Madshrimps Forum Madness - Intel Nehalem, Bloomfield has 8MB of cache

Madshrimps Forum Madness (https://www.madshrimps.be/vbulletin/)

- WebNews (https://www.madshrimps.be/vbulletin/f22/)

- - Intel Nehalem, Bloomfield has 8MB of cache (https://www.madshrimps.be/vbulletin/f22/intel-nehalem-bloomfield-has-8mb-cache-38816/)

Intel Nehalem, Bloomfield has 8MB of cache

To all of our surprise the future Nehalem processors with four cores and eight threads will have 8MB of cache memory. Yorkfield has 12MB, or should we say two times 6MB as this is still dual chip stitched together chip. Each core in Yorkfield has 3MB cache and it looks that Nehalem will have 8MB.

http://www.fudzilla.com/index.php?op...11&Ite mid=35

Sounds about right. Shouldn't be a need for a huge cache with an IMC, but looks like they kept some of the cache for HT use. I'm very curious how big the die is compared to a 45nm Yorkfield... :)

so exactly how will an integrated memory controller help speed.... i imagine it will be easier for the cpu to communicate with the ram.... but how much faster will this make it... i know amd has been doing it but don't know that much about it. if you guys could explain or point me in the right direction of an explanation it would be greatly appreciated. thanks.

reduce latency, faster data exchange = speedier CPU

The entire point of thise insanely large 12mb L2 caches, even 16MB caches is to keep the CPU fed with data to crunch.

If you look at AMD K7 processor verses AMD K8 processor benchmarks you will see the improvement integrating the memory controller will bring... it is the biggest reason for why AMD's K8 easily defeated the Pentium.
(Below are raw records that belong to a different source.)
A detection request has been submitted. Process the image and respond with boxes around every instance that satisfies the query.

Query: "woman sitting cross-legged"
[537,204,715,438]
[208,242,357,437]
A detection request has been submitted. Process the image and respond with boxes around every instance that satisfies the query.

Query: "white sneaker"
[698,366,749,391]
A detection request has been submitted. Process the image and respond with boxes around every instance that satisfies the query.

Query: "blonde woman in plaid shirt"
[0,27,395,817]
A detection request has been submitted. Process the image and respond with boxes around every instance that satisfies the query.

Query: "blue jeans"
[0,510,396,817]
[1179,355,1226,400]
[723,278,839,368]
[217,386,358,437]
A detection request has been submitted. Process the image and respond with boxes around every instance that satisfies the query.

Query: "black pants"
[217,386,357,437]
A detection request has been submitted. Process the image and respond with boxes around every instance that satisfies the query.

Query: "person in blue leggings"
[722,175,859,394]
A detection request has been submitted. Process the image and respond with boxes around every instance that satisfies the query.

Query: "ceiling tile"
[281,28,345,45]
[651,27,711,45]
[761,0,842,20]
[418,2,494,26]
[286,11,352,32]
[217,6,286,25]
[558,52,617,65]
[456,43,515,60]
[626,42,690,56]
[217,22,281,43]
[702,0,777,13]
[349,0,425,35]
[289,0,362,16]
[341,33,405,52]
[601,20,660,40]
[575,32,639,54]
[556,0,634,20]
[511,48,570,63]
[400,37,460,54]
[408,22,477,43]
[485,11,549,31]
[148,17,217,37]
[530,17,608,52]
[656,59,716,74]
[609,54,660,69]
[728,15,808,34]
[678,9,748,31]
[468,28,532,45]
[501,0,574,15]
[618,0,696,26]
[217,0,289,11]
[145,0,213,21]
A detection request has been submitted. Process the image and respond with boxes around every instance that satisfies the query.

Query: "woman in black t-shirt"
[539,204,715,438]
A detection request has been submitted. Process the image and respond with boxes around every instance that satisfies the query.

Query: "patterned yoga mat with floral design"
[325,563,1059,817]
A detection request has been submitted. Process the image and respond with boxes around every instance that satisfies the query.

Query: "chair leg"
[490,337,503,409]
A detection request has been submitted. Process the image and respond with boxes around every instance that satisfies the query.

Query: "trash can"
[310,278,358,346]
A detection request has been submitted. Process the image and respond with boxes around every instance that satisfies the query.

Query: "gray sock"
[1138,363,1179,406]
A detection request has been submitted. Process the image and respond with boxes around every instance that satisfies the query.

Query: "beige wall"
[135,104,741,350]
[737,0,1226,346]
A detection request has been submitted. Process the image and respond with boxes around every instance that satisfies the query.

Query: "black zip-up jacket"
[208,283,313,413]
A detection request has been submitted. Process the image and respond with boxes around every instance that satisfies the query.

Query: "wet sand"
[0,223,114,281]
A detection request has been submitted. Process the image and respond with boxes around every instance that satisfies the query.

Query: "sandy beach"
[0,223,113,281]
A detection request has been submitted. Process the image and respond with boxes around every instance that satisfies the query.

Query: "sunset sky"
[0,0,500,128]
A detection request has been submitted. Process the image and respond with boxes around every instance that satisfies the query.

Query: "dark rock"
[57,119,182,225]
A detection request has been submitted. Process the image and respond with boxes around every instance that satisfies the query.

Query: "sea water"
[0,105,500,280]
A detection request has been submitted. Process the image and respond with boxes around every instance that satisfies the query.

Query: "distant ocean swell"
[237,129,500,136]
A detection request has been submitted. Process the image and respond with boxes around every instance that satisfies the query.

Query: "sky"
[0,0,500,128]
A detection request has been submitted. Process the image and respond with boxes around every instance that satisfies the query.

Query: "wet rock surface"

For example... Imagine you and two other people in a building... You need to complete a project but lack the information. To get the info you must ask the 2nd person to go talk to the 3rd person to get your info and bring it back to you. If you keep havingto ask questions or you find you don't have all the info you can see how slow this would make completing your project...

The middle guy has to act as the go between for you to get the information you need... Until now the middle guy has always been the chipset, the CPU could never directly talk to or update the memory.

I don't suspect so see performance boost like with K7->K8, with C2D reducing memory latency's at FSB400 doesn't help that much.

It was my understanding that the FSB has an inherent latency penalty already, and that aggressive memory prefetchers only hid the latency issue. ;) So increasing the FSB would not compensate any for the inherent latency penalty. FSB is just a general bus where everything in the system including other processors use it together, they all share the same FSB. Just like with PCI bus, all the cards used the same PCI bus and would hinder each other's performance.

With QPI not only will there be a dedicated point-to-point interconnect between the CPU and chipset, there will bea dedicated connection directly to the main memory. No waiting on other cores and other processors to be done with the FSB anymore. Since Nehalem will also be a native quad design there won't be any added penalty for having cores mesh coherency traffic over the FSB either.

Intel chips still scale amazingly worse compared to AMD Opterons in dual/quad socket servers, even if they still overall perform better against AMD chips... this could only be from the FSB/lack of IMC. ;)

C2D is far more data hungry than K8 ever could hope to be. Nehalem will be even more so, Intel widened the instruction pipe even further to accomodate 4 cores executing 8 threads... I suspect this may contribute to the gains seen

Quote:

Originally Posted by Anandtech

Nehalem allows for 33% more micro-ops in flight compared to Penryn (128 micro-ops vs. 96 in Penryn), this increase was achieved by simply increasing the size of the re-order window and other such buffers throughout the pipeline.

With more micro-ops in flight, Nehalem can extract greater instruction level parallelism (ILP) as well as support an increase in micro-ops thanks to each core now handling micro-ops from two threads at once.

For server/workstation, the bandwidth of the CSI bus is just huge, combined with the on-die memory controller Nehalem will certainly offer a nice gain compared to C2D. On the tech side of things, Nehalem is spectacular, but not for home users... probable not enough data to feed.

We haven't run out of data yet... :) Even single-threaded applications are going to see a performance improvement.

Thought this was interesting: http://blogs.zdnet.com/Ou/?p=1025 Especially for Shanghai's results.

To bad they forgot to mention clock rates :D

Still, at this moment dual core is still favorable over Quads, unless software dramatically changes over the following half year I don't think many home users will need it, maybe in 2 years or so... Theoretically, single core apps may be faster, but will you notice the difference compared with the E8x00 which is doing all ready very good? If so, where?